Inside, Outside, Upside Down

The Berenstain Bears are not often recognized as theologians, but their children’s stories point to important religious questions. “Inside, Outside, Upside Down,” the story of the friendly family of bears dealing with a large cardboard box, tries to teach children the concepts of “within,” and “outside.” It is a story about boundaries, about personal identity and about opposites.

The bear cub gets “inside” a large cardboard box, the kind you get from U-Haul, on moving day. The box is closed up and loaded, with him upside down, into an open truck and bounced along the dirt road leading from the bears’ tree home. The story deals with what is “right side up” and with getting bounced around as you sort all of this out. There are sermons aplenty waiting to be preached here.

Last month, as we reflected on the theme of prayer, I spoke of the “spark of divinity” within each of us, that most universalist of ideas. That theological notion locates the “Source” within us, rather than, or in addition to, outside of us. To locate the divine within us can feel both complementary and empowering, at least on the surface. It is easy to respond: “Sign me up.”

Much contemporary theological reflection takes that “spark of divinity” notion and extends it. Does that spark reside just in humans? Is it present in other animals? In the natural world where many of us find our spiritual renewal? Here too, it is easy for many of us to nod our heads in affirmation.

Reza Aslan, in his new book “God, A Human History,” urges a reclaiming of just this way of understanding the world. He calls it “pantheism,” but there are other theological terms that point to the presence of “the Source” in us and in everything around us.

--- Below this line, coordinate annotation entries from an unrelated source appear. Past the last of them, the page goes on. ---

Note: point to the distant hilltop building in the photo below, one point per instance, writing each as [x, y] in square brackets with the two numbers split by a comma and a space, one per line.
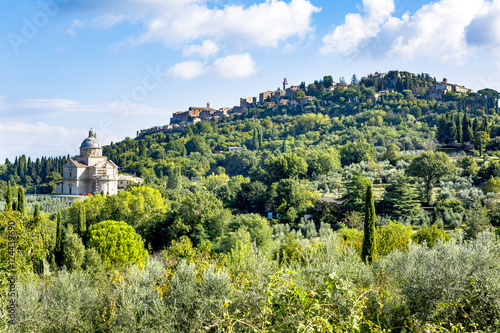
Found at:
[201, 113]
[437, 90]
[90, 172]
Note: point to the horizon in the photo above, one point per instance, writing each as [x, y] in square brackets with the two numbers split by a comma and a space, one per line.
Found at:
[120, 67]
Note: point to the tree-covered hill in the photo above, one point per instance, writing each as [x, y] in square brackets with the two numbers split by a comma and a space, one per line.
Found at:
[270, 237]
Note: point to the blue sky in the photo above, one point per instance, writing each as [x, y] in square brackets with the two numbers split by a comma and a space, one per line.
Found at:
[121, 66]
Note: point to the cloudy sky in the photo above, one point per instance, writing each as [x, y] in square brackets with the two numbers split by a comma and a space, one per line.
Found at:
[119, 66]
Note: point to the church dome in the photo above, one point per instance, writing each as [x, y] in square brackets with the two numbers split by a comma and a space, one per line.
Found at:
[91, 141]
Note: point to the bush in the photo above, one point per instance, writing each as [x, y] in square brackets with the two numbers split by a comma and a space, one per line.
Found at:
[430, 236]
[394, 236]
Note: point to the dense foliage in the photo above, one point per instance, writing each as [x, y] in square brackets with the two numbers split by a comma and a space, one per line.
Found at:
[360, 210]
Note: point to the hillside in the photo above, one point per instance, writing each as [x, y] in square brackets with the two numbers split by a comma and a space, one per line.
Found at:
[350, 208]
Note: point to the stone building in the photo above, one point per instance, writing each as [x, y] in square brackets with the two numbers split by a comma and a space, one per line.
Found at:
[90, 172]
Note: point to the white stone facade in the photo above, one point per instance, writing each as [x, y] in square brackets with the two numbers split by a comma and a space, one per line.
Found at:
[89, 173]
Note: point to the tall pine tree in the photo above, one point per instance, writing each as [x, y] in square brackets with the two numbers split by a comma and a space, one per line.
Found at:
[369, 246]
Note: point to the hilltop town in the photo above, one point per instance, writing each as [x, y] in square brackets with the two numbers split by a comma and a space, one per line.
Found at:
[378, 84]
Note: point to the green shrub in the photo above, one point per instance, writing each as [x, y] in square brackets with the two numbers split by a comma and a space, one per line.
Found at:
[430, 236]
[117, 243]
[73, 250]
[456, 283]
[394, 236]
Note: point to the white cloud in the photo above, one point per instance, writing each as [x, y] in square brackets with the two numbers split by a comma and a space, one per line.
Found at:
[357, 28]
[206, 49]
[74, 25]
[438, 31]
[187, 70]
[18, 137]
[233, 66]
[107, 21]
[100, 22]
[261, 25]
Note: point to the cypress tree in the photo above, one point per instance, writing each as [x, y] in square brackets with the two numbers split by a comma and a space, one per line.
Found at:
[36, 214]
[35, 221]
[82, 222]
[468, 133]
[58, 249]
[8, 198]
[255, 140]
[460, 137]
[368, 251]
[20, 200]
[174, 178]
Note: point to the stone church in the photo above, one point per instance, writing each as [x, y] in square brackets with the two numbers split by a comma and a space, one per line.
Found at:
[90, 172]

In a very real sense, this idea takes our theology of process (process theology) into a very embodied place.

Aslan concludes the book: “And so, at last, we arrive at the inevitable end point of the monotheistic experiment—the climax of the fairly recent belief in a single, singular, nonhuman, and indivisible creator God…: God is not the creator of everything that exists. God is everything that exists.”

Aslan who has claimed a religious identity as an evangelical Christian and as a Muslim on his personal journey, is no fan of traditional interpretations of any of the three Abrahamic faiths.

There are sermons aplenty here, but questions aplenty as well.

This month we turn our attention to the spiritual theme of “evil,” in a time when it is so tempting to locate evil “outside” ourselves.

Is evil, or at least the potential for evil, equally as inherent as that spark of divinity within us?

Both the Unitarians and the Universalists have had things to say on this subject. This month we will try to move beyond the simple location of evil in some “other,” as tempting as that approach may be in these political times.

Remember Aleksandr Solzhenitsyn’s reflection:

“If only there were evil people somewhere insidiously committing evil deeds, and it were necessary only to separate them from the rest of us and destroy them. But the line dividing good and evil cuts through the heart of every human being. And who is willing to destroy a piece of his own heart.”

There is also the question of how we deal with structural evil…the culture of white supremacy, for example. How does that relate to our own decision-making, our own discernment of what is right and wrong, good and “evil?” Where does our power and our agency live in cultural constructs we can barely see?

Sermons aplenty, with more practical implications than the abstract and traditional notion of evil suggests.